Author Kevin Kelly turned 70 and shared 103 bits of advice. I love reading his lists and thought I’d share a few that resonated.

• Don’t ever work for someone you don’t want to become.

• Cultivate 12 people who love you, because they are worth more than 12 million people who like you.

• When you forgive others, they may not notice, but you will heal. Forgiveness is not something we do for others; it is a gift to ourselves.

• When you lead, your real job is to create more leaders, not more followers.

• It is the duty of a student to get everything out of a teacher, and the duty of a teacher to get everything out of a student.

• Your growth as a conscious being is measured by the number of uncomfortable conversations you are willing to have.

• Speak confidently as if you are right, but listen carefully as if you are wrong.

• The consistency of your endeavors (exercise, companionship, work) is more important than the quantity. Nothing beats small things done every day, which is way more important than what you do occasionally.

• You’ll get 10x better results by elevating good behavior rather than punishing bad behavior, especially in children and animals.

• Spend as much time crafting the subject line of an email as the message itself because the subject line is often the only thing people read.

• What you do on your bad days matters more than what you do on your good days.

• Take the stairs.

• Getting cheated occasionally is the small price for trusting the best of everyone, because when you trust the best in others, they generally treat you best.

• Actual great opportunities do not have “Great Opportunities” in the subject line.

• Your group can achieve great things way beyond your means simply by showing people that they are appreciated.

• When negotiating, don’t aim for a bigger piece of the pie; aim to create a bigger pie.

• Rather than steering your life to avoid surprises, aim directly for them.

• Don’t purchase extra insurance if you are renting a car with a credit card.

A reminder to change up the energy

Every couple of weeks, I experience a low energy day. There are many causes for such days – some within my control and some outside. But as I tend to be very aware of my energy and actively try to keep it buoyant, I can feel it when this happens.
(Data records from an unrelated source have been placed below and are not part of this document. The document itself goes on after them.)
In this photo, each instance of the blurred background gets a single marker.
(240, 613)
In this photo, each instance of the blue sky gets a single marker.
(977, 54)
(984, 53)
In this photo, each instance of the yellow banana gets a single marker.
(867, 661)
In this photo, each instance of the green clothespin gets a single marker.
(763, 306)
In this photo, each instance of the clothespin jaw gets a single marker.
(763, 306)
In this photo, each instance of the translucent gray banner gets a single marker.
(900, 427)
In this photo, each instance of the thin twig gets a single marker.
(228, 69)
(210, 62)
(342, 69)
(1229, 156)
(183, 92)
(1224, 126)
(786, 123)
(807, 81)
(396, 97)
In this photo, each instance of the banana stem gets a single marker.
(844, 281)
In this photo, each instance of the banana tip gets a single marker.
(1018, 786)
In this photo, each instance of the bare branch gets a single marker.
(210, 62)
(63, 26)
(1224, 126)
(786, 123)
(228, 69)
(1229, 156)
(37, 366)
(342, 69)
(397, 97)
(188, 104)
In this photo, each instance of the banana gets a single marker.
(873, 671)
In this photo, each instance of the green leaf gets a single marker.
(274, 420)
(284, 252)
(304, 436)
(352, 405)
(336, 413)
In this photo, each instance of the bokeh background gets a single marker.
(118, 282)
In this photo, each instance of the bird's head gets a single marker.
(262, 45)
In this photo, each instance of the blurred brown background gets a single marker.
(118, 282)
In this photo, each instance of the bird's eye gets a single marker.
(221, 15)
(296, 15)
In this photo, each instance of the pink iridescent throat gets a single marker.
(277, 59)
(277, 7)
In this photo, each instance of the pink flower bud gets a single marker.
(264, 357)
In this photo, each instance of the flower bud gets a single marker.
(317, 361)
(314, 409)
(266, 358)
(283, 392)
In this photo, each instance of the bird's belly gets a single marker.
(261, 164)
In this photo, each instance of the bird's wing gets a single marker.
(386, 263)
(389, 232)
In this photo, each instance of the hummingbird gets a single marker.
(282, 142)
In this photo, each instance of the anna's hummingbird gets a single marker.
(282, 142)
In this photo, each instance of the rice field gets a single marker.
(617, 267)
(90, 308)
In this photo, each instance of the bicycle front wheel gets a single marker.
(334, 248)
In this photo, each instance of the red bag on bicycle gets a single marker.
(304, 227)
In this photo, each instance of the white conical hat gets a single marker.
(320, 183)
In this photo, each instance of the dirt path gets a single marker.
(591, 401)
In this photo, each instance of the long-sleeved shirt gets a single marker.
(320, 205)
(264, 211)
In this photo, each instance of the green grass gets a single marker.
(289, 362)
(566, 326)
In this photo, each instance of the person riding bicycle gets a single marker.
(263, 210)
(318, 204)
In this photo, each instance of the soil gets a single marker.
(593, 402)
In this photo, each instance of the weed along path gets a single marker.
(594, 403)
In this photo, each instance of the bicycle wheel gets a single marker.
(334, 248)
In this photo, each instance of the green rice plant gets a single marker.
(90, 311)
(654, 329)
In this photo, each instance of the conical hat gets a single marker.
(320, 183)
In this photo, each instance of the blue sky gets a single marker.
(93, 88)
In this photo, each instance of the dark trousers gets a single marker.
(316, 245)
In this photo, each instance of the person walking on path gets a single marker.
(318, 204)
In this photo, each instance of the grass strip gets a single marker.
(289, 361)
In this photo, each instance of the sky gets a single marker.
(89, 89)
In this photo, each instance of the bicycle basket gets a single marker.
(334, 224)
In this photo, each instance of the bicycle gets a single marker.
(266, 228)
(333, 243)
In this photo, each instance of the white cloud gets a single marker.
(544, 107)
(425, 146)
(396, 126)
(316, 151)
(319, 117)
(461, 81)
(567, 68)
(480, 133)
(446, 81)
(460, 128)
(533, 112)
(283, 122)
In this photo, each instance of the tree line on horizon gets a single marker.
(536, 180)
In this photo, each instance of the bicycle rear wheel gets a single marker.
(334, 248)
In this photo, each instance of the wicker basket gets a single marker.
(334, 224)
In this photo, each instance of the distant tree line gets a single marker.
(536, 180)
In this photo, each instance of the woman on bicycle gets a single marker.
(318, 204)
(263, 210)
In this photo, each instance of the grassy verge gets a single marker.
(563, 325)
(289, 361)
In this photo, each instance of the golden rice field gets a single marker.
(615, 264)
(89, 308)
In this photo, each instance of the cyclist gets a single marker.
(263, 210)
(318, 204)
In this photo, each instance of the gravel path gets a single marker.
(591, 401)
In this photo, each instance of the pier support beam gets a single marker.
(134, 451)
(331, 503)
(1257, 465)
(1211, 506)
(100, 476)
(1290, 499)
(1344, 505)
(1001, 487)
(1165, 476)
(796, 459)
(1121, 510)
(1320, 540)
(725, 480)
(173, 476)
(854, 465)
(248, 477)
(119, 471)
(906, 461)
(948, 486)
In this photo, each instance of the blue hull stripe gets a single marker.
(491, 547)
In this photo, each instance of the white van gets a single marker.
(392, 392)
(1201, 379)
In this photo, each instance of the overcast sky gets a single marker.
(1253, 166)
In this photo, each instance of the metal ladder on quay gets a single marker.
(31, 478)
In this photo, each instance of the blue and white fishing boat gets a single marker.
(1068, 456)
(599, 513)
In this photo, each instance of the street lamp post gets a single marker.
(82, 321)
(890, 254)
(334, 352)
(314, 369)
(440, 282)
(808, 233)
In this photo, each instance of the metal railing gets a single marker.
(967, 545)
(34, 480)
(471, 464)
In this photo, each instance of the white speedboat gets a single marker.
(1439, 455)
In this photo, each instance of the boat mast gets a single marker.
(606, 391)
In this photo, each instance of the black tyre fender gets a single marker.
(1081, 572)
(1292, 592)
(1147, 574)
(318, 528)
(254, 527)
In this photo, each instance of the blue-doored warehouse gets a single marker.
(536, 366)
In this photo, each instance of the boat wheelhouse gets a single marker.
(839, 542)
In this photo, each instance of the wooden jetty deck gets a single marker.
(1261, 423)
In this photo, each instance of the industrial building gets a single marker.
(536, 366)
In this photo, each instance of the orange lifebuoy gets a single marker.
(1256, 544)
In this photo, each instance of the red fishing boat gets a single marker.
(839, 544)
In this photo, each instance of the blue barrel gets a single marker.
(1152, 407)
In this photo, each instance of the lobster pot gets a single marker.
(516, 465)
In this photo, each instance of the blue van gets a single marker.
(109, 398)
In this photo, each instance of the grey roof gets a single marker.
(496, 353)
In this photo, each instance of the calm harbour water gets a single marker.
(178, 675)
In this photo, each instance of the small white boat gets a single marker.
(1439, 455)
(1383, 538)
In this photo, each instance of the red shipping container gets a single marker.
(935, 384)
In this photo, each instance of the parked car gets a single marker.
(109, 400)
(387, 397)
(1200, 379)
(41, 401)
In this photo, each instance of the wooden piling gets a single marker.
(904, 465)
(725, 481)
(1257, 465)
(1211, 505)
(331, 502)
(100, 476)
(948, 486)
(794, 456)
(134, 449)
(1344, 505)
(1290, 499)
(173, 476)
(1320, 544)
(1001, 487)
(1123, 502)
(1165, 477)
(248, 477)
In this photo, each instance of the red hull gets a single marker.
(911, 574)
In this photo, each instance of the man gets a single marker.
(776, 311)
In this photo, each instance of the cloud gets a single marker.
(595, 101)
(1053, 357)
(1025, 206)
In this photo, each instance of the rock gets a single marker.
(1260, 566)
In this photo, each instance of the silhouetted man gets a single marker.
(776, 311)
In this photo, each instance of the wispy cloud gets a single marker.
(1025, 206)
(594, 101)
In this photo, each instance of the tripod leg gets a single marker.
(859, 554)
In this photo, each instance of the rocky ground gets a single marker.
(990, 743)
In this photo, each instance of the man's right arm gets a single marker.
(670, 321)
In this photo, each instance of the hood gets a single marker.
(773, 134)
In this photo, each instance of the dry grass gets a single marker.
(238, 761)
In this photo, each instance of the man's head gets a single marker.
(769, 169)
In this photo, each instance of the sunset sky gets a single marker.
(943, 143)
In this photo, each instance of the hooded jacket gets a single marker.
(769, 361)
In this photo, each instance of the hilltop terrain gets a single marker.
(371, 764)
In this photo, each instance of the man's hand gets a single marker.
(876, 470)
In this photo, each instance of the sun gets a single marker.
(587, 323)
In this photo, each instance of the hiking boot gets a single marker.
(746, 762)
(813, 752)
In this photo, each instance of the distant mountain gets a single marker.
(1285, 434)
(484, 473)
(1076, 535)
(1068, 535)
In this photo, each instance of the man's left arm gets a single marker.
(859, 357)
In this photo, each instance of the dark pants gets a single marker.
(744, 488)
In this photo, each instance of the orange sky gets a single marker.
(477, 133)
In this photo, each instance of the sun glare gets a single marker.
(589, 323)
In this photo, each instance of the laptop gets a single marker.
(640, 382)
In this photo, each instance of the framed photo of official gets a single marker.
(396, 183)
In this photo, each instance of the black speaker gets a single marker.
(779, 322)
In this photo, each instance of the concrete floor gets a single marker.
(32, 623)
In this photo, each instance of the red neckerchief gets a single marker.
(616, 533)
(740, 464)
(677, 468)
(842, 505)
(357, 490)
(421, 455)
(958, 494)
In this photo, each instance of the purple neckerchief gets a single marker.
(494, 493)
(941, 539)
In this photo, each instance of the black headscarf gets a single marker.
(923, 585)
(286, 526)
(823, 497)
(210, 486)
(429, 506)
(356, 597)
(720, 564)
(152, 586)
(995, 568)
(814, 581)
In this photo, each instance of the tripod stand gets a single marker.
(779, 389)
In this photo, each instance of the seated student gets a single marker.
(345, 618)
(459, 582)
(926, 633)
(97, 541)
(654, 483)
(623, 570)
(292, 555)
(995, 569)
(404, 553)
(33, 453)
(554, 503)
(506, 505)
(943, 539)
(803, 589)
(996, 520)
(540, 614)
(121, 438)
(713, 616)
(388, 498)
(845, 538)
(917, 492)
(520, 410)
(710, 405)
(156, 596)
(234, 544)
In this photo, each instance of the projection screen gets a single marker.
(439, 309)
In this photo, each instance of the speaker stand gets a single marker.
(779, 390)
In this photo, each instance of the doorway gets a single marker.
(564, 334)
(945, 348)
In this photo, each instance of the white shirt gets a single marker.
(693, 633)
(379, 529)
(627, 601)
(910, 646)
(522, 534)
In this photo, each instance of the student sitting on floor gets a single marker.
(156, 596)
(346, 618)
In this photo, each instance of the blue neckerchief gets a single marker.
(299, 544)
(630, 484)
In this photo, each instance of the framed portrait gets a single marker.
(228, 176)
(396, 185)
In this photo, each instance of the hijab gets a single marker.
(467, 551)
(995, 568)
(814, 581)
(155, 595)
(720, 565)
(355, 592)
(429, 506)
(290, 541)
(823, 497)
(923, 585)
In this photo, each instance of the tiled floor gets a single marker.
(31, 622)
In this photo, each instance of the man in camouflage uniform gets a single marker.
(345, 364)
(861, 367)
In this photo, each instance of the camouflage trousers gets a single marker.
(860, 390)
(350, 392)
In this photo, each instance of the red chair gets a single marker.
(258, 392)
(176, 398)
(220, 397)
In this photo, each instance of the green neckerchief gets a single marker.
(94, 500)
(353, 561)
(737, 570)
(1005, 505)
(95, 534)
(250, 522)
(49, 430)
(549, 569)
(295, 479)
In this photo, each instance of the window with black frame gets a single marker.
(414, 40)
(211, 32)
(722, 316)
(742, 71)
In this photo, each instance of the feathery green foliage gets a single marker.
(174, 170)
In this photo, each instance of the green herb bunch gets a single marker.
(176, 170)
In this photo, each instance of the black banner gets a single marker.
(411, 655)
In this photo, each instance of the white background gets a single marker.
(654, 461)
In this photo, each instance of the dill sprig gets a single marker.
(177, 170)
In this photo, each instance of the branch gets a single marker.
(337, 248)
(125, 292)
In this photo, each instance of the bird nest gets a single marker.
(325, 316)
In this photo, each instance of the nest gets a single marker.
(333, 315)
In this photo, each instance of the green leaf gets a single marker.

On such days, I feel extra grateful for this habit of attempting to share a learning every day.

I don’t always have something insightful to share (let’s face it – some days just suck :-)). But the reminder helps me take stock, realize I’m just dealing with problems many would be blessed to have, and nudges me to get some rest and change up the energy the following day.

Such reminders can’t come often enough on low energy days. So it helps to count on this guaranteed reminder.

Humility and looking

“Watching the man, hard-of-hearing, hard-of-speech Patty learns that real joy consists of knowing that human wisdom counts less than the shimmer of beeches in a breeze. As certain as weather coming from the west, the things people know for sure will change. There is no knowing for a fact. The only dependable things are humility and looking.” | Richard Powers, The Overstory

“The only dependable things are humility and looking.”

Beautiful.

When there is doubt, there is no doubt

Years ago, I used to hesitate and wait situations out, often trying to fix underperforming people or products instead of pulling the plug. Back then I was seen as a much more reasonable and thoughtful leader — but that didn’t mean I was right. As I got more experience, I realized that I was often just wasting everybody’s time. If we knew that something or someone wasn’t working, why wait? As the saying goes, when there is doubt, there is no doubt.” | Frank Slootman, Amp It Up

“When there is doubt, there is no doubt” resonated deeply.